Soon after the training was launched, the SU Anti-Racism Summit was held Feb. 5 for over 400 virtual SU attendees.
Speakers at the event included the university’s President Charles Wight, Provost Karen Olmstead and CDO Williams, as well as professors and deans from SU, University of Louisville, Butler University, University of Maryland Eastern Shore and others.
Among the inaugural event’s presenters was Dr. James King, an associate professor of English at SU, who was invited to provide context of the historical and lasting effects of racism in the modern day.
King said that while he believes the event was successful, more priority in the university’s curriculum is necessary for students to truly gain the wealth of knowledge necessary for the modern world regarding inclusion.
“The campus needs to step up and own our responsibility for providing good institutional and curricular leadership in the area of race,” King said. “If we can incorporate that material thoughtfully and appropriately into the curriculum that all kids will engage with, then they are going to come out of this institution with a better understanding of how to be a human being in the 21st century.
“That’s our charge, that’s our responsibility.”
In accordance with another strategic plan objective, the summit’s purpose was to deepen campus conversations related to anti-racism, share strategies for becoming an anti-racist university and propose future actions for change.
“Being a non-racist institution is more of a neutral position, whereas being an anti-racist institution is taking an active role to dismantle and to interrupt [racist practices],” Williams said. “It does not sit in silence.”
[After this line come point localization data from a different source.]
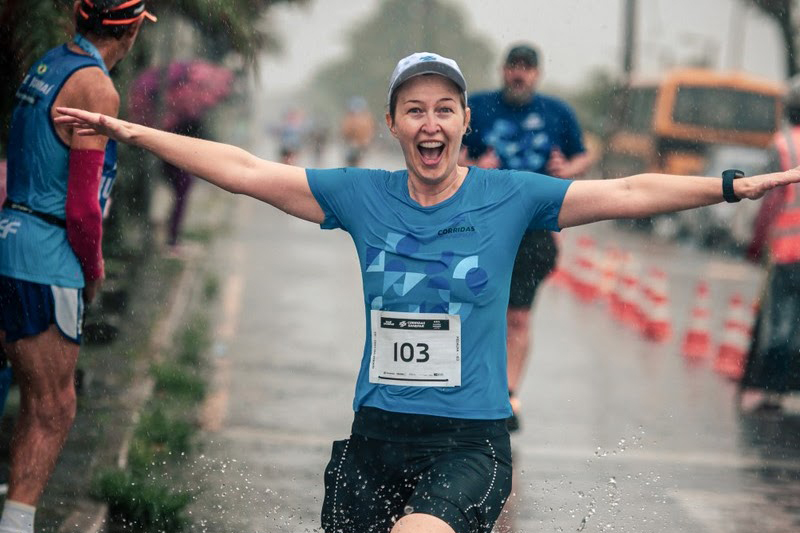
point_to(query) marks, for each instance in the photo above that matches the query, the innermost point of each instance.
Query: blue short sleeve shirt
(455, 257)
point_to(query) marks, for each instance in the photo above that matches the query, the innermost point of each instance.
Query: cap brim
(430, 67)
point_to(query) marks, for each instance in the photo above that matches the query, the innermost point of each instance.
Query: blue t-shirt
(522, 136)
(38, 167)
(455, 257)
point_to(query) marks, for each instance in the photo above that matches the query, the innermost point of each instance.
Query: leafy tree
(783, 11)
(29, 28)
(399, 28)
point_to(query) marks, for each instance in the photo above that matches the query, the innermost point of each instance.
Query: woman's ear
(390, 125)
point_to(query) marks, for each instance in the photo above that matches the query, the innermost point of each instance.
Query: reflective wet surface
(619, 433)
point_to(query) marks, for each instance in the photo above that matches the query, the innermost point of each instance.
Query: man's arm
(88, 87)
(226, 166)
(650, 194)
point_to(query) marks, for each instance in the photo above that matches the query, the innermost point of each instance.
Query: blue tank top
(38, 166)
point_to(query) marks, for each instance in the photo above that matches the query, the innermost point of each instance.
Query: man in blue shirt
(517, 128)
(51, 259)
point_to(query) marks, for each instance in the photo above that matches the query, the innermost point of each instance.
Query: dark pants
(774, 363)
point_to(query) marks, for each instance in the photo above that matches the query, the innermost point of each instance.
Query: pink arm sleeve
(84, 219)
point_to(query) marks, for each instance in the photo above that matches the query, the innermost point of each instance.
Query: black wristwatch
(727, 184)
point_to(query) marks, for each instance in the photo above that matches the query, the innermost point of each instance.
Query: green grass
(141, 496)
(144, 504)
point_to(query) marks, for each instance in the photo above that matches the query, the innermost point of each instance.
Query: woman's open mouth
(431, 152)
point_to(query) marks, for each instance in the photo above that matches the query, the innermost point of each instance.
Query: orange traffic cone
(697, 342)
(609, 272)
(736, 339)
(658, 321)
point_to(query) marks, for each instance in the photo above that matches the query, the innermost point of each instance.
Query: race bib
(415, 349)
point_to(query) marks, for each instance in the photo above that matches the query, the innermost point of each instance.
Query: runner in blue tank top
(51, 260)
(429, 450)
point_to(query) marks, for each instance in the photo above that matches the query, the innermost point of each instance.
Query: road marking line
(693, 458)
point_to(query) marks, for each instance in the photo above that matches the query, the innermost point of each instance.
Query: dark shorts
(536, 258)
(27, 309)
(461, 477)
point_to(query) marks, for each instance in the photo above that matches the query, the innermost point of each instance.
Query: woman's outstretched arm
(226, 166)
(644, 195)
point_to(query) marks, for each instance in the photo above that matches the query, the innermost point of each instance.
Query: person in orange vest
(774, 363)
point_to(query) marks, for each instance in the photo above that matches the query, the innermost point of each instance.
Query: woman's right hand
(88, 123)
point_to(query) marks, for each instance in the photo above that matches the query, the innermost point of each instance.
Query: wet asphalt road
(619, 434)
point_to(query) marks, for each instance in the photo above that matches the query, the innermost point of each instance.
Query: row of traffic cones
(614, 277)
(642, 304)
(737, 332)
Just three days later, an email from SU’s President’s Office was sent to the campus community about its inaugural 21-Day Anti-Racism Challenge to not “lose the momentum” gained by the summit’s success, Williams said.
More than 200 university members who signed up for the challenge went on to receive a 15-minute-or-less assignment — from TED Talks to podcasts to reflections — every weekday through the 21-day period.
The assignments covered topics such as intersections of power, visibility, bias, allyship and accountability, which are all available here for those who did not participate for use.
Williams said the challenge replicated an idea originally developed by Dr. Eddie Moore, who said it takes 21 consecutive days of performing a behavior to form a habit, which the CDO viewed as a pivotal first step toward inclusion.
“[Participants] were able to do it in the privacy of their own space and reflect on the topics, and I think that’s powerful [because] that then moves you into the next space to be able to talk about these things,” Williams said.
The office is now planning an open forum for the campus community in the coming weeks to discuss the experiences of the challenge and discuss how the university may proceed, though an official date has yet to be set.
An open forum would meet the requirements of a separate strategic plan objective, which calls to “[e]nhance communication in real time … on strategic issues through regular and multi-channel mechanisms that reach the entire campus.”
Other initiatives in the works include SU’s Multicultural Festival, Safe Spaces Workshop and 2021 President’s Diversity and Inclusion Awards, with nomination forms available here.
All SU’s academic schools and colleges also now have their own diversity committees for strategic planning toward the university’s diversity goals.
Williams believes there has been great engagement across university members during her brief tenure at SU and that “seeing the passion of grassroots efforts on this campus has been very encouraging.”
By JAKOB TODD
Featured image courtesy of Salisbury University Public Relations Office.